The United Nations is in the news again, offering mankind guidance and advice, and looking for a way to make it mandatory. Their advice isn't completely new. Back in 2008 -- a year after he shared the Nobel Peace Prize with that other Eminence and scientific Luminary, Al Gore -- Rajendra Pachauri recommended that mankind eschew animal flesh one day per week. (You remember Pachauri, surely, of IPCC and global-warming-scandal fame.) He claimed that this would alleviate a laundry list of world problems.

More recently a new UN report has tightened the screws on mankind. We are now to become vegans, rather than mere part-time vegetarians.
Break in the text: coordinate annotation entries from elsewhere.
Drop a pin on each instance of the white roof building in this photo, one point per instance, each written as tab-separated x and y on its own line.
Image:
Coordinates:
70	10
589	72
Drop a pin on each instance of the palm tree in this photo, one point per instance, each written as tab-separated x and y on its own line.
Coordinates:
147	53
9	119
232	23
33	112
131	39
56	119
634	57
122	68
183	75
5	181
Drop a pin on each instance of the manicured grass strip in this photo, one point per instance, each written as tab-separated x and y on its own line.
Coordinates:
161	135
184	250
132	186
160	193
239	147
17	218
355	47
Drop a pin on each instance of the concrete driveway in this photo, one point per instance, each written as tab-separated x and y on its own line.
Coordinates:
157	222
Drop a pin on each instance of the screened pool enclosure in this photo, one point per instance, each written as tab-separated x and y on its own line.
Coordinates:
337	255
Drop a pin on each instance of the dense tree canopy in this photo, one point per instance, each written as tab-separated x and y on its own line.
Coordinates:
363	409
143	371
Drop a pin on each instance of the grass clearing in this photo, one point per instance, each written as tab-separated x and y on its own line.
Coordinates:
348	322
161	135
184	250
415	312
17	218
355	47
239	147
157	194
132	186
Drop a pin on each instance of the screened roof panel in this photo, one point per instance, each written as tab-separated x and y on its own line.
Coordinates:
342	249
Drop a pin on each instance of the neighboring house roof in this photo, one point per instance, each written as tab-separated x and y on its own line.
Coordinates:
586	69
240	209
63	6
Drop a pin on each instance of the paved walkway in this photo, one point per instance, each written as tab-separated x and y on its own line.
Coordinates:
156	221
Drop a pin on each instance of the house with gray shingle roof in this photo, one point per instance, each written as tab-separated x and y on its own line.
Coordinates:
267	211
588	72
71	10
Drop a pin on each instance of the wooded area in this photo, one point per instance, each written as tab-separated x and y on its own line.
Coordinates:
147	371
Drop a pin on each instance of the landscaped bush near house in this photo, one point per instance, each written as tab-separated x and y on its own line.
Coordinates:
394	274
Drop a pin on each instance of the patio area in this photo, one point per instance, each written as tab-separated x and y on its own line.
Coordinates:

Rather than flail around in policy-wonk mode, let's place the matter in a wider historical context. How can we fit this into Toynbee's classic "A Study of History?" (I use the abridged version because it has a drastically lower carbon footprint.) Consider Chapter VII, Universal Churches; section (2), Churches as Chrysalises, which tries to explain the evolution of civilizations from Old civilization, to religious chrysalis, to New civilization:

"[Every one of the extant civilizations] had in its background some universal church through which it was affiliated to a civilization of an older generation."

In the chrysalis stage, a civilization might seem static or arrested. But internally it is going through fundamental creative changes. One day, the new civilization emerges as a butterfly.

Before 1968, European civilization was post-Christian, materialist, industrial, scientific, expansionist, and nationalist. Then it went into the hippie-dippie chrysalis for a few years. What emerged was New Age Hindu/Buddhist, Green, chemophobic, anti-growth, and internationalist. No longer was Western Civilization pushed by hard, physical sciences; now it was centered around squishy social sciences; around the touchie-feelie. The new post-industrial economy saw the Manufacturing sector go into a long decline, hounded by government regulations and environmentalists every step down the slope. The economy was now to run on finance (read, debt), services, raising llamas, government mandates, and teaching yoga.

If this analysis is correct, the UN's ostensible reasons against meat-eating are just thinly disguised kultur-kampf. Although vegetarianism was not completely unknown to European civilization prior to 1968, it became much more hip and trendy afterward. Let's just hope that UN technocrats, working on complex computer models of Global Sustainability, haven't found a rationale for bringing back the Nehru jacket.